Ask Daniellexo: A Tale of Two Etsy Shops

This is the very first advice column, and I wanted to kick it off with a common issue for creative workaholics (like you and me). The first person to reach out and ask for my advice was Lana Manis, who is clearly creative, and clearly working too hard! Lana runs two really dreamy Etsy Shops, and is pulling her hair out trying to to get focused.

Hi Danielle!

I have a question. I have two Etsy shops, Simple Joys Paperie and Honeysuckle Lane. Simple Joys Paperie was started in 2008. My main products are the vintage book wreaths, heart in hand love tokens, and jewelry with paper designs in soldered charms. Honeysuckle Lane was started years and years ago and later was added to Etsy as well. I do all sorts of folk art from watercolors to block printing to dolls to pincushions to wool applique to recycled wool flower pins to silk ribbon embroidery… whew!

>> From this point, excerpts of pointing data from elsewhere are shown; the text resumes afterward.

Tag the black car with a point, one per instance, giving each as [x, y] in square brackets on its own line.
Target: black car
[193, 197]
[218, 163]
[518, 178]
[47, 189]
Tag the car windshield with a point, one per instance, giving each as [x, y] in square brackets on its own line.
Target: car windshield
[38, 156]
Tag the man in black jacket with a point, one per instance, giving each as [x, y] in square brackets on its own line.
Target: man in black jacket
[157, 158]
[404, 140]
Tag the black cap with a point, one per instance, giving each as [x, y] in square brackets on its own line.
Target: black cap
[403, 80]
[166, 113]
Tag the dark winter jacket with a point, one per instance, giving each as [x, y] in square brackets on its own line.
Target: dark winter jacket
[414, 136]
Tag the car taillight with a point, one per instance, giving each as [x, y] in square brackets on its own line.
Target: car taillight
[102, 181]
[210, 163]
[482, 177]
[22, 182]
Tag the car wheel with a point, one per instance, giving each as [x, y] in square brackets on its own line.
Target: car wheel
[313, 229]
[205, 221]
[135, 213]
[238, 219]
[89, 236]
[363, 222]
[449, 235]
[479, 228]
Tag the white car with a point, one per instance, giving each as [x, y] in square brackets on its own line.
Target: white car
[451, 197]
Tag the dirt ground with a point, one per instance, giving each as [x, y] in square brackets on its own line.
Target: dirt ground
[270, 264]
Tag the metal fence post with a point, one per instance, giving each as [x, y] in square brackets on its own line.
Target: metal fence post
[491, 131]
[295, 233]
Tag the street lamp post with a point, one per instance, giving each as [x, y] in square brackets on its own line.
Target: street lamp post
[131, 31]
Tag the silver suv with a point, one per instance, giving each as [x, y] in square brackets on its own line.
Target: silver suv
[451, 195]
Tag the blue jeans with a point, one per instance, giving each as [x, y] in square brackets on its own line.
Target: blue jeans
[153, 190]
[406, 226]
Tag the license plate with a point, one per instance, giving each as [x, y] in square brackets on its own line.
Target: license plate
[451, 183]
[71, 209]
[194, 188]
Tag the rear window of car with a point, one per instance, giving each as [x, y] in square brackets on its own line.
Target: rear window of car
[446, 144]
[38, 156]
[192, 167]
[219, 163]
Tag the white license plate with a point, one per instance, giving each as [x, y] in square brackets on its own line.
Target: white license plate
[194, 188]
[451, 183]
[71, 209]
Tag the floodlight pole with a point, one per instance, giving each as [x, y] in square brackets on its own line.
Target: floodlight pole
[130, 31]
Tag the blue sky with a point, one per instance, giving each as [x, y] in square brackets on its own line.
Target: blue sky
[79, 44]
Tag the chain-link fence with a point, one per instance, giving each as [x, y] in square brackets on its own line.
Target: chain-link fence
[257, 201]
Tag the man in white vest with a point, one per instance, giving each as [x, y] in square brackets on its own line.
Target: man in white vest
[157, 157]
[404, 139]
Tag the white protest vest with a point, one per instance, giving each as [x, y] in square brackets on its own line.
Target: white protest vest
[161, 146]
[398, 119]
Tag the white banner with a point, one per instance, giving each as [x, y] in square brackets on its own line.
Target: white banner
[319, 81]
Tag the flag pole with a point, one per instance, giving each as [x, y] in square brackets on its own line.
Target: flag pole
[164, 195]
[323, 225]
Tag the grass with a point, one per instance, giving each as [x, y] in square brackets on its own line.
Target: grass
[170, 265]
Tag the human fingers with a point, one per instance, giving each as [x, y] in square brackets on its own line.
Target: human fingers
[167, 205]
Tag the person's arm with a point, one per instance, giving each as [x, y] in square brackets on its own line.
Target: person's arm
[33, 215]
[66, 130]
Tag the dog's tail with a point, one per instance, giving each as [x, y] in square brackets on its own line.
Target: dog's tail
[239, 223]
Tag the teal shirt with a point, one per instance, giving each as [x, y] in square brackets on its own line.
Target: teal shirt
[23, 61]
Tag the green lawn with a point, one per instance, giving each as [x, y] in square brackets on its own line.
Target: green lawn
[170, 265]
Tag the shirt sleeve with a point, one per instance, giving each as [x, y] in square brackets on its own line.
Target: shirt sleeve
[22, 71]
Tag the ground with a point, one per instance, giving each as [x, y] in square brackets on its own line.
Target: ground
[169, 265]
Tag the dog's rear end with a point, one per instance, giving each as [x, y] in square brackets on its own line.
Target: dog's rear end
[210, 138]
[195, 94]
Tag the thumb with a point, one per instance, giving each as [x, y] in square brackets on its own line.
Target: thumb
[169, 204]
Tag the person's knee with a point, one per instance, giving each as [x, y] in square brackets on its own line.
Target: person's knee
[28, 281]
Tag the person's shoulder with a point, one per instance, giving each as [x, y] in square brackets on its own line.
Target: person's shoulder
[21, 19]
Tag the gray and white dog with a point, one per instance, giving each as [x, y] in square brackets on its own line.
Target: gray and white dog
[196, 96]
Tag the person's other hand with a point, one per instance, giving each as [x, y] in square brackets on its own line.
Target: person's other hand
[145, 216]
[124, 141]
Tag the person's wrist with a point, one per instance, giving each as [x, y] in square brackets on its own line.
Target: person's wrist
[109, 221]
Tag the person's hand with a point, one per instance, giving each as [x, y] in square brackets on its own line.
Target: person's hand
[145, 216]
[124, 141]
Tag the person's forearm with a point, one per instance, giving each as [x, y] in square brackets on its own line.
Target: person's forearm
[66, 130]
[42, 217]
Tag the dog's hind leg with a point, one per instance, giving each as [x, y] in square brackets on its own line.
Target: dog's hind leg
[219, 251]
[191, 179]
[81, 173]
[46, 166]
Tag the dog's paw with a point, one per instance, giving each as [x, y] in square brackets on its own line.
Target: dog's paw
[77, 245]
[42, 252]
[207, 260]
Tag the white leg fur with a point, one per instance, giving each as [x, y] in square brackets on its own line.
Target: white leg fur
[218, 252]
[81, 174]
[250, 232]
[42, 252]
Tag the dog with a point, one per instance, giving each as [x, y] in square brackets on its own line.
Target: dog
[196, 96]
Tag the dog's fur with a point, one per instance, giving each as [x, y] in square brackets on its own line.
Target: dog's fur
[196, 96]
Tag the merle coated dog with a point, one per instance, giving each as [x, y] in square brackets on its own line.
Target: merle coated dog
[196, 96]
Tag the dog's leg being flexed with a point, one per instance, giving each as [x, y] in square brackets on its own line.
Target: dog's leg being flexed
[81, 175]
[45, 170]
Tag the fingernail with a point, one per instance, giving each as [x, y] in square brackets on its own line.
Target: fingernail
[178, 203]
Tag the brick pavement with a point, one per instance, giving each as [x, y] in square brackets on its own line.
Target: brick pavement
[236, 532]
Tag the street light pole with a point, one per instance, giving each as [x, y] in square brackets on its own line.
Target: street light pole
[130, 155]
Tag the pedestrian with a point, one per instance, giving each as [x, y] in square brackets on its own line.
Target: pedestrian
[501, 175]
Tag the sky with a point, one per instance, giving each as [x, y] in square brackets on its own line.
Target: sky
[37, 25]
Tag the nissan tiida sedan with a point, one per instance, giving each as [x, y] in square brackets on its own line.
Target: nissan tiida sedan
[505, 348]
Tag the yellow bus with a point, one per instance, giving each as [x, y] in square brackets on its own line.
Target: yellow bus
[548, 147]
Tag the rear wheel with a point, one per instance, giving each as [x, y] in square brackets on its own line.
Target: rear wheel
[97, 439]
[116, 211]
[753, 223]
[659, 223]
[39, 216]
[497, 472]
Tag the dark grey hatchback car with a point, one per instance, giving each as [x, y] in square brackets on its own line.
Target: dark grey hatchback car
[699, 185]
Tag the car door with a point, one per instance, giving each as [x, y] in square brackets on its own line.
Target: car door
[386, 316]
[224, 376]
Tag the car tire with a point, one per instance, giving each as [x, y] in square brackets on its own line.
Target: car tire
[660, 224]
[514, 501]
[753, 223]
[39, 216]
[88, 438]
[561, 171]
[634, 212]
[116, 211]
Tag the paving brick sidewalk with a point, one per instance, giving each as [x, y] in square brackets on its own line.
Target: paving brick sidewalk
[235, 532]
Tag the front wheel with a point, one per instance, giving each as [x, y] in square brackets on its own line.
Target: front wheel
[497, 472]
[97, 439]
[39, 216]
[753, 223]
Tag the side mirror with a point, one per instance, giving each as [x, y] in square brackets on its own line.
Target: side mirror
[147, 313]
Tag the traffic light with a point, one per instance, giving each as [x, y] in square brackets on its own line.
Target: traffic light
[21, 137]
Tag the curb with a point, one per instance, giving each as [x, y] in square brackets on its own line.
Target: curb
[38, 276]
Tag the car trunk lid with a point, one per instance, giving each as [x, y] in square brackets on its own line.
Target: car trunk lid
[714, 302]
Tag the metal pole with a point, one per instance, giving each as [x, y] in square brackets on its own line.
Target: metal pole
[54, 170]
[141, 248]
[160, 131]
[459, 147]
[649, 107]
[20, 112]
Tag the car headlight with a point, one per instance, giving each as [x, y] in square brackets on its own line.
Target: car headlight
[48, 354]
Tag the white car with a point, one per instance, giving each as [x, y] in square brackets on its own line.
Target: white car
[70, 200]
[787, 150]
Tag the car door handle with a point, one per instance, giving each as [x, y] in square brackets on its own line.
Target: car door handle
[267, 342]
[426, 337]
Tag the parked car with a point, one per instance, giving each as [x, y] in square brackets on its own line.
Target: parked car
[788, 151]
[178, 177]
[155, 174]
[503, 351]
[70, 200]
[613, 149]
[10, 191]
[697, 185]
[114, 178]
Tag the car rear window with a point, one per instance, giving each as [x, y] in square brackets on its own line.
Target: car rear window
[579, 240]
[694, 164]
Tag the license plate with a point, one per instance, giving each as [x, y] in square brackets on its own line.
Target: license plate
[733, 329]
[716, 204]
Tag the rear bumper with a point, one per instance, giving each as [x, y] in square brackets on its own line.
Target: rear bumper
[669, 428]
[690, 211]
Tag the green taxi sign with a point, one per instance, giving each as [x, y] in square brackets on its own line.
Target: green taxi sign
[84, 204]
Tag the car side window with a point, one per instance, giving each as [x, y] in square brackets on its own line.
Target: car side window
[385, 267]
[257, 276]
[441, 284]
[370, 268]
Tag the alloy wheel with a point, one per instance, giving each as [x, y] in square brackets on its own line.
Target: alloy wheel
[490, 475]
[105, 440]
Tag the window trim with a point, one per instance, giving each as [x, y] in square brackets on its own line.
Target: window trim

Here’s the problem, if you haven’t already guessed. I have to narrow down what I do! I want to concentrate on only a few things and be recognized for those creations. As it is now, many of my customers have no idea I am Honeysuckle Lane AND Simple Joys Paperie because my work is so different. I also don’t have the time or the space to do everything.

Should I keep both business names and have separate shops and separate websites? Should I have one website and link to a page for the other business? Or should I drop both names and go with something like Lana Manis Designs or Lana Manis Folk Art and have everything under that single name?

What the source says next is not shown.